Antoine Lachand : Du temps où vous travailliez à Sartrouville, au TNP, aux Amandiers, on a déjà beaucoup dit à l’époque, par exemple, que les décors de Richard Peruzzi étaient un peu hors du temps, avaient cette qualité un peu échappée de toutes références précises.
Patrice Chéreau : Oui, ils ont été hors d temps et quand ils se sont rapprochés d’une époque précise, le XVIIIe en l’occurrence, comme dans La dispute ou dans Lucio Silla, ils l’ont toujours adapté, ils l’ont toujours réécrit, ils l’ont toujours réinterprété. Le décor de Lucio Silla était intéressant parce qu’il était parti d’une façade absolument classique, du XVIIIe, il en avait fait sauté des éléments, transformé les colonnes, en colonnes qui rentraient ou qui sortaient et donc ça pouvait être une façade e en même temps un décor, une sorte de jeu de construction qui était totalement autre.
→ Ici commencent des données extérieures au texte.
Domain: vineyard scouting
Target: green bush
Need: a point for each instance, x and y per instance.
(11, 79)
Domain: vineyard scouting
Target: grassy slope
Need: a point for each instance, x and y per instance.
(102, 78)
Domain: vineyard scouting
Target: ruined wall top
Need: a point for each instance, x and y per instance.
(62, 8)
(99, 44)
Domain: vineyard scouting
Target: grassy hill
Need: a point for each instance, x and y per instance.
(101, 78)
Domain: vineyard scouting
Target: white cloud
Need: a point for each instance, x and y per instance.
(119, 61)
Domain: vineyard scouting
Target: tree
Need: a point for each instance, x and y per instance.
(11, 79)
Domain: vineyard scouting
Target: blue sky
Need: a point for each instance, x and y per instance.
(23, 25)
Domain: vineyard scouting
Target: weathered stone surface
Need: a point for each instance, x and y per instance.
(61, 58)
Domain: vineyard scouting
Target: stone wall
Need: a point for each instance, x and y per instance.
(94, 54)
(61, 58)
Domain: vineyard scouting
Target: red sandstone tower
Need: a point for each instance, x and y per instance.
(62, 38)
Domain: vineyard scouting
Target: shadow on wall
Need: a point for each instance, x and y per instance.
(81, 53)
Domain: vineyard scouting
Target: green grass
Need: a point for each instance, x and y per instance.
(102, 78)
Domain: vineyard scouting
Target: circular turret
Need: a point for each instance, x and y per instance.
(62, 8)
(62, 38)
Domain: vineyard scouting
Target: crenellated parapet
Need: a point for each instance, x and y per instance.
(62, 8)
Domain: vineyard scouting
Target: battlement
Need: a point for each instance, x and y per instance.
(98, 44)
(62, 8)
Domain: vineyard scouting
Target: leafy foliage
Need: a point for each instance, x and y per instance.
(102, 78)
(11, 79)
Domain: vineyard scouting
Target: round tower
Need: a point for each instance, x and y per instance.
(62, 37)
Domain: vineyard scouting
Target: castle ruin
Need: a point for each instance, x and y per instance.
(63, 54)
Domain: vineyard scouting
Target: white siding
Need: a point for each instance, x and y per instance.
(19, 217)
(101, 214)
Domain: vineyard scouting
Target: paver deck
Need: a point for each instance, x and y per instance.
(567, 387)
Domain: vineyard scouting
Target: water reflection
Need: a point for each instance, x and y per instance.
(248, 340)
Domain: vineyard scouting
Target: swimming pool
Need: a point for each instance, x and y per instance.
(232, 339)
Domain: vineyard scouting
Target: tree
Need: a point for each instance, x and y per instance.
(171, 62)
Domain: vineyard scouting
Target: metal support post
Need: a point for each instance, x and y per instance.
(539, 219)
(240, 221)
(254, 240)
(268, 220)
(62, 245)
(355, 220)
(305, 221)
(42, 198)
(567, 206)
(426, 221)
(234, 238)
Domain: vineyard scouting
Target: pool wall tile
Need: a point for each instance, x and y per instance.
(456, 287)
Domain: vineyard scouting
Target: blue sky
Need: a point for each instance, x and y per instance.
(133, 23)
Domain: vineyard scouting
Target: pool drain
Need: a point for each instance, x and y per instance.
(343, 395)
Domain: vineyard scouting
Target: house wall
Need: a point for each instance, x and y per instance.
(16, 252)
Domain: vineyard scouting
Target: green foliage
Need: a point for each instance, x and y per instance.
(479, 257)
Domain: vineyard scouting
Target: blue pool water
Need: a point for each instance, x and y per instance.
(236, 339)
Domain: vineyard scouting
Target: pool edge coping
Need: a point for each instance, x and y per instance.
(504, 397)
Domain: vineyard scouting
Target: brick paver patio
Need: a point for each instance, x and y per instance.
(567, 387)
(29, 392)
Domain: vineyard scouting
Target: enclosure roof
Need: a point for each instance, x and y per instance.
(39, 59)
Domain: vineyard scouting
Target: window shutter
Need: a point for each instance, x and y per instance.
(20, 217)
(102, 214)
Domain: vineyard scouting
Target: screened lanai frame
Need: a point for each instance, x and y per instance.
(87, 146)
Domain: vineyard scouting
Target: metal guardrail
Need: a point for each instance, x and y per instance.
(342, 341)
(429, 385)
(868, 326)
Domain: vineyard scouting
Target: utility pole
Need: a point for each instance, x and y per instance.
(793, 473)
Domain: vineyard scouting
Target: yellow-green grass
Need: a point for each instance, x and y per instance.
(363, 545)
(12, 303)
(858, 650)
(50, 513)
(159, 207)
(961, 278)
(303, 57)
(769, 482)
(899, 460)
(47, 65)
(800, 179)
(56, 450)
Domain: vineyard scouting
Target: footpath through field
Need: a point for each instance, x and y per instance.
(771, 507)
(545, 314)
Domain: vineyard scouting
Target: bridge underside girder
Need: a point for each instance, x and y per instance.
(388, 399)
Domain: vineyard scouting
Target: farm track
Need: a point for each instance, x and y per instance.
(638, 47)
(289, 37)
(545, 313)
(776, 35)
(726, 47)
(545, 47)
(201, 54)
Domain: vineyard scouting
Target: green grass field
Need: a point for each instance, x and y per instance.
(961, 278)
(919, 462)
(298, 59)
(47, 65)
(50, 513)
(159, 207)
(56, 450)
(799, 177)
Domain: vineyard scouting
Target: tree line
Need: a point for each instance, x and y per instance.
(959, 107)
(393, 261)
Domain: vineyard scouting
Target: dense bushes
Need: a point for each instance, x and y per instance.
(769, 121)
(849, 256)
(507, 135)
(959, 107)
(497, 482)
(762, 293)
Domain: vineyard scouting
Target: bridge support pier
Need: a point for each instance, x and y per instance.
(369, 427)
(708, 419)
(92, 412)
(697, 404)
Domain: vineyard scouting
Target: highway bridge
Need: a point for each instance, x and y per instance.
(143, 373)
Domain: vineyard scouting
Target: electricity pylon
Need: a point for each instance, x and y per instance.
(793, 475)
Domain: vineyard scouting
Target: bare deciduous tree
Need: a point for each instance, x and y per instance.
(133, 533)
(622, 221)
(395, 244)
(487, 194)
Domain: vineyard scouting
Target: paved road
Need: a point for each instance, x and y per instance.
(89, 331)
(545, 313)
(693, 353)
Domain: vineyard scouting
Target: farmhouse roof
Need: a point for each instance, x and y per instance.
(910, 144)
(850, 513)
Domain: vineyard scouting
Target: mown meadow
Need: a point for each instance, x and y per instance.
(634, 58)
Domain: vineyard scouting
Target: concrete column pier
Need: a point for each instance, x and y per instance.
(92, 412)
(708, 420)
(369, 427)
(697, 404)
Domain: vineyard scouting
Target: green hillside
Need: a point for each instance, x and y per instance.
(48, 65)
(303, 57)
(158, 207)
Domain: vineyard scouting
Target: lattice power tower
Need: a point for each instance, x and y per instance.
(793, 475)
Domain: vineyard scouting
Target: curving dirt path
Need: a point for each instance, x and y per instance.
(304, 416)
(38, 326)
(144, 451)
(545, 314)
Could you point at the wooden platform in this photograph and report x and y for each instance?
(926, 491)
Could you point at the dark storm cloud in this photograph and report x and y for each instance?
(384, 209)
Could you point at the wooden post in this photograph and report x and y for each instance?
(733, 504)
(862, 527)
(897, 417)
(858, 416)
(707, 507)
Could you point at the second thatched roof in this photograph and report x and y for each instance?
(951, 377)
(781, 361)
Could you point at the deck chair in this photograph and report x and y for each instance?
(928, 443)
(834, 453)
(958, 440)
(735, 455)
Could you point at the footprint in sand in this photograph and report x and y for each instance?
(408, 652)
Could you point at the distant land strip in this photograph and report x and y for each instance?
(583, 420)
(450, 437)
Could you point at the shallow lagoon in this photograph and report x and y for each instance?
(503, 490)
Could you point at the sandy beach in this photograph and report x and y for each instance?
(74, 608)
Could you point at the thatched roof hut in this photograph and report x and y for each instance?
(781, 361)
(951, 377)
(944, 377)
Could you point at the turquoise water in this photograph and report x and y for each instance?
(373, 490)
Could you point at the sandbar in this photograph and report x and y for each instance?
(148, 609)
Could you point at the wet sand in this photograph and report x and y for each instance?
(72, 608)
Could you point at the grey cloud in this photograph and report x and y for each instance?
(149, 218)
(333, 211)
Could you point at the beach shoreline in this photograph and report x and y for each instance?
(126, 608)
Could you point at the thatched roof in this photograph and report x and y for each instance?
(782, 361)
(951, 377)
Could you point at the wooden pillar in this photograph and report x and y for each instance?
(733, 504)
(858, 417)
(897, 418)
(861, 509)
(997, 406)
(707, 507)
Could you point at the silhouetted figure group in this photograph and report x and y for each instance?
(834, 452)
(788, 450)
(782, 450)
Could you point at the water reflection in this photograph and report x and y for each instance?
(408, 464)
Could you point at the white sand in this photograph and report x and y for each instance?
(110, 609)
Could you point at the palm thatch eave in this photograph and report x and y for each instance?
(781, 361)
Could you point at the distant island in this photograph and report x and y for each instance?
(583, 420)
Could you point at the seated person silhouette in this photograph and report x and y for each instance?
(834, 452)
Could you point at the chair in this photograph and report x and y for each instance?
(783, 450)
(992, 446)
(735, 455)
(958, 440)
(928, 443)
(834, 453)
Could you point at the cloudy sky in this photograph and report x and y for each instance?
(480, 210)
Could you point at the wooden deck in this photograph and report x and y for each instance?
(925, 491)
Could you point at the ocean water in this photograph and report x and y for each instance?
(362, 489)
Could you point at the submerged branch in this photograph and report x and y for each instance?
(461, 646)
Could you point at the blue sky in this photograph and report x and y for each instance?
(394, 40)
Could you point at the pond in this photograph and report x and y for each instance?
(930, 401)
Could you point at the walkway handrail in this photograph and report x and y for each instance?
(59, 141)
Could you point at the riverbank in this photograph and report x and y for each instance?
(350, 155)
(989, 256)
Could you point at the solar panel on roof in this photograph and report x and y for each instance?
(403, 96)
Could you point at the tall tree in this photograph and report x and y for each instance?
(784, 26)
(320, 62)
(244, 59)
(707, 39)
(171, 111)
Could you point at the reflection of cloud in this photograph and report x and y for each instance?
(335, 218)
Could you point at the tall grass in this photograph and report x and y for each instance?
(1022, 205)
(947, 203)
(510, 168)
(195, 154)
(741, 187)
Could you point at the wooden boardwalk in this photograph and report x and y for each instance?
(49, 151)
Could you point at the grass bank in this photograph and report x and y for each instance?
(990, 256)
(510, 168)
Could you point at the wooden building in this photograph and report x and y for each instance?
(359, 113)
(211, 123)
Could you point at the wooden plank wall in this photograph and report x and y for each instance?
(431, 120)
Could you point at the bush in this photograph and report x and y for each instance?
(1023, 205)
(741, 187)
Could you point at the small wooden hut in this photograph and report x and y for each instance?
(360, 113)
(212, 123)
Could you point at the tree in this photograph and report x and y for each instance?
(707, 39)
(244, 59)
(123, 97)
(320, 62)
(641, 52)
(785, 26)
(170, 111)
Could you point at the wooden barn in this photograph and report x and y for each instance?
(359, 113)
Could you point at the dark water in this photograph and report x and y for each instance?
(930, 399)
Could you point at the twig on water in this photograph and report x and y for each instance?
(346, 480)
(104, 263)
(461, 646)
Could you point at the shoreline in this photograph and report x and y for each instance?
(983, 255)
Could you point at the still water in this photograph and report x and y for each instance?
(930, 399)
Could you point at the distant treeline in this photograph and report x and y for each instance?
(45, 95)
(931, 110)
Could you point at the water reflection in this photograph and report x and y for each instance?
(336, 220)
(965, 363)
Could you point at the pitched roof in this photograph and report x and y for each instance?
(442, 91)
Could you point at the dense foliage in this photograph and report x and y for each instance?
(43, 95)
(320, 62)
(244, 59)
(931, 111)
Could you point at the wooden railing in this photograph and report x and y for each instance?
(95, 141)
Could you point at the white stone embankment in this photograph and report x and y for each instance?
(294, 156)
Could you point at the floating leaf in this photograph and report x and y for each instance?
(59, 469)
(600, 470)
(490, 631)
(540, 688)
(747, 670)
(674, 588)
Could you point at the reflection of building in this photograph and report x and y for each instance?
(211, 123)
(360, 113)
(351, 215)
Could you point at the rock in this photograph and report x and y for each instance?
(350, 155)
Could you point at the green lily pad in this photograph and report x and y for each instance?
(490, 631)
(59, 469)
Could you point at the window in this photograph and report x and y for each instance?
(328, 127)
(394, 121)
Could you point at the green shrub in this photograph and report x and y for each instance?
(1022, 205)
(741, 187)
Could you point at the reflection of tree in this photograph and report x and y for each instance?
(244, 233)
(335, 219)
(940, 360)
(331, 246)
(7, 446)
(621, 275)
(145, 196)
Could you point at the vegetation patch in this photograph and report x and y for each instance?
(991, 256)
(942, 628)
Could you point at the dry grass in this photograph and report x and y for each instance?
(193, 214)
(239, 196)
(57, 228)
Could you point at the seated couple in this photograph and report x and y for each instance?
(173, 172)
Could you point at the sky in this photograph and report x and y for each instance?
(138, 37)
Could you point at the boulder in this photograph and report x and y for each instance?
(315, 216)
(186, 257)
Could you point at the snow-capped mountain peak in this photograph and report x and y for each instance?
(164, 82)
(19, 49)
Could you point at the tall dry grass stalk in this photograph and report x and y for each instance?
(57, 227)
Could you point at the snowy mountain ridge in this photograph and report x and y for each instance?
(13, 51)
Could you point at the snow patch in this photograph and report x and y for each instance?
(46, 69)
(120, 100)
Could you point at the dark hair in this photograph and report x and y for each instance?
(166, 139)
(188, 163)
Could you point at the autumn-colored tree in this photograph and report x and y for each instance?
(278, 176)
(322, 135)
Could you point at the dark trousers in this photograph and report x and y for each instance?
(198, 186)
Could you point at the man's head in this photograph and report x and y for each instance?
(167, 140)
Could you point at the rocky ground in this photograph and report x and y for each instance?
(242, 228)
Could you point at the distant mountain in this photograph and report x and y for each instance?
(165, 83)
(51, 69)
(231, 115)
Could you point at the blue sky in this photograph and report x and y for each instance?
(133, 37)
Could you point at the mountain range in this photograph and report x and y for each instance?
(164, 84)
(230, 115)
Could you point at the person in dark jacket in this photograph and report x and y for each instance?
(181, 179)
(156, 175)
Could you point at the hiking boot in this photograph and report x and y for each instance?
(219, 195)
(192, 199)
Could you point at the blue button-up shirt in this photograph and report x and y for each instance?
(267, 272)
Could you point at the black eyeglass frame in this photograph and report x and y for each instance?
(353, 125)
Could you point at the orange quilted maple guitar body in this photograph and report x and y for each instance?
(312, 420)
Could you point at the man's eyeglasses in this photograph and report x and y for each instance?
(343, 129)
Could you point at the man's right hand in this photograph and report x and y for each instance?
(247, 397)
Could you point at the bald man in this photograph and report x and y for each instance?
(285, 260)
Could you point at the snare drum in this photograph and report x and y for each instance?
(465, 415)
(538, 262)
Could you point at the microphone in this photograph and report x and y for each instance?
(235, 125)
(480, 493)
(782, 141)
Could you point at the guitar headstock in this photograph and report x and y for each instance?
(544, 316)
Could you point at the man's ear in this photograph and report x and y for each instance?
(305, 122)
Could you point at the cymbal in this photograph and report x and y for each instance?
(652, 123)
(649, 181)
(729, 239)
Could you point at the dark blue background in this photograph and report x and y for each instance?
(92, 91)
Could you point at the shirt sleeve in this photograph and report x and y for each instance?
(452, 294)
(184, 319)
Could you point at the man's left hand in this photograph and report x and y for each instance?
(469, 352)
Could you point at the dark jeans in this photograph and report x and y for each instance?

Le décor qu’il avait fait sur Wozzeck était un jeu de cubes, comme un jeu d’enfant, qui s’assemblaient. Des cubes de couleurs très colorés, qui faisaient soit une ville, soit une abstraction totale. C’était un des plus beaux décors qu’il a fait. Donc, quand il y a histoire ou quand il y a des références historiques, même dans Tristan, par exemple, où le décor, l’idée même de ce mur de briques revient même de la nuit des temps, à un moment donné il parvient de la nuit des temps sous sa forme moderne, c’est-à-dire sous la forme d’un mur que l’on peut rencontrer à Rome aujourd’hui, qui sont romains, qui datent de l’époque romaine mais qui ont passé les temps et nous rappellent à la fois l’éternité et en même temps la mortalité.
Antoine Lachand : Patrice Chéreau, vous avez évoqué cette saison aux Amandiers où vous aviez programmé plusieurs spectacles écrits au XVIIIe est-ce que le siècle des Lumières, dans votre parcours, a un comme ça un relief un peu particulier ? Est-ce que c’est une époque qui dans ses écrits, aussi variés soient-ils, vous a toujours un peu plus intéressée peut être que d’autres ?
Patrice Chéreau : Oui, il y a eu une époque où il a toujours un peu compté. Il a beaucoup compté parce que je l’ai connu à travers un troisième ou quatrième spectacle que j’ai monté qui était Les soldats de Jakob Reinhold Lenz. Lenz, était un auteur qui a beaucoup compté pour moi, c’était à l’époque de mes études d’allemand donc, je pouvais le lire en allemand et j’ai trouvée la pièce admirable et j’ai connu toutes les pièces de Sturm und Drang de cette époque, l’infanticide, la tueuse d’enfants etc. Après il a eu ce livre qui est une mine pour moi, qui était le livre de Starobinski, L’invention de la liberté, qui était un très gros livre, que je dois avoir toujours d’ailleurs, qui allait de bateaux ou de Fragonard à Goya et qui racontait justement l’apport du siècle des Lumières. Après il y a eu Mozart évidemment, il y a eu Marivaux beaucoup, puisque j’ai démarré, presque, le théâtre avec Marivaux. Il y a eu l’accord que j’ai eu pendant un certain nombre d’années entre L’héritier du village, La dispute, La fausse suivante avec les pièces de Marivaux, que j’ai arrêté de monter maintenant mais qui était une façon d’apprendre le théâtre, qui est un théâtre résolument moderne dans l’analyse du cœur et des contradictions du cœur humain, d’une certaine façon Marivaux reste inégalé. Donc, tout, pendant très longtemps, tout m’a ramené effectivement au XVIIIe, qui est la période des Lumières, la période des encyclopédistes, qui est la période de la Révolution aussi, la période de découverte de possibilité d’un monde sans Dieu et sans religion, qui a été sûrement très formateur dans ma vie. J’en suis un petit peu loin maintenant mais parce que c’était une période et je n’ai pas l’intention de me transformer en spécialiste du XVIIIe siècle. Je n’imagerai pas maintenant de monter une pièce mais quand j’ai travaillé sur ce projet de Napoléon, qui malheureusement ne se fera pas, on n’est pas loin, c’est 1810, 1815, on n’est pas très loin du XVIIIe.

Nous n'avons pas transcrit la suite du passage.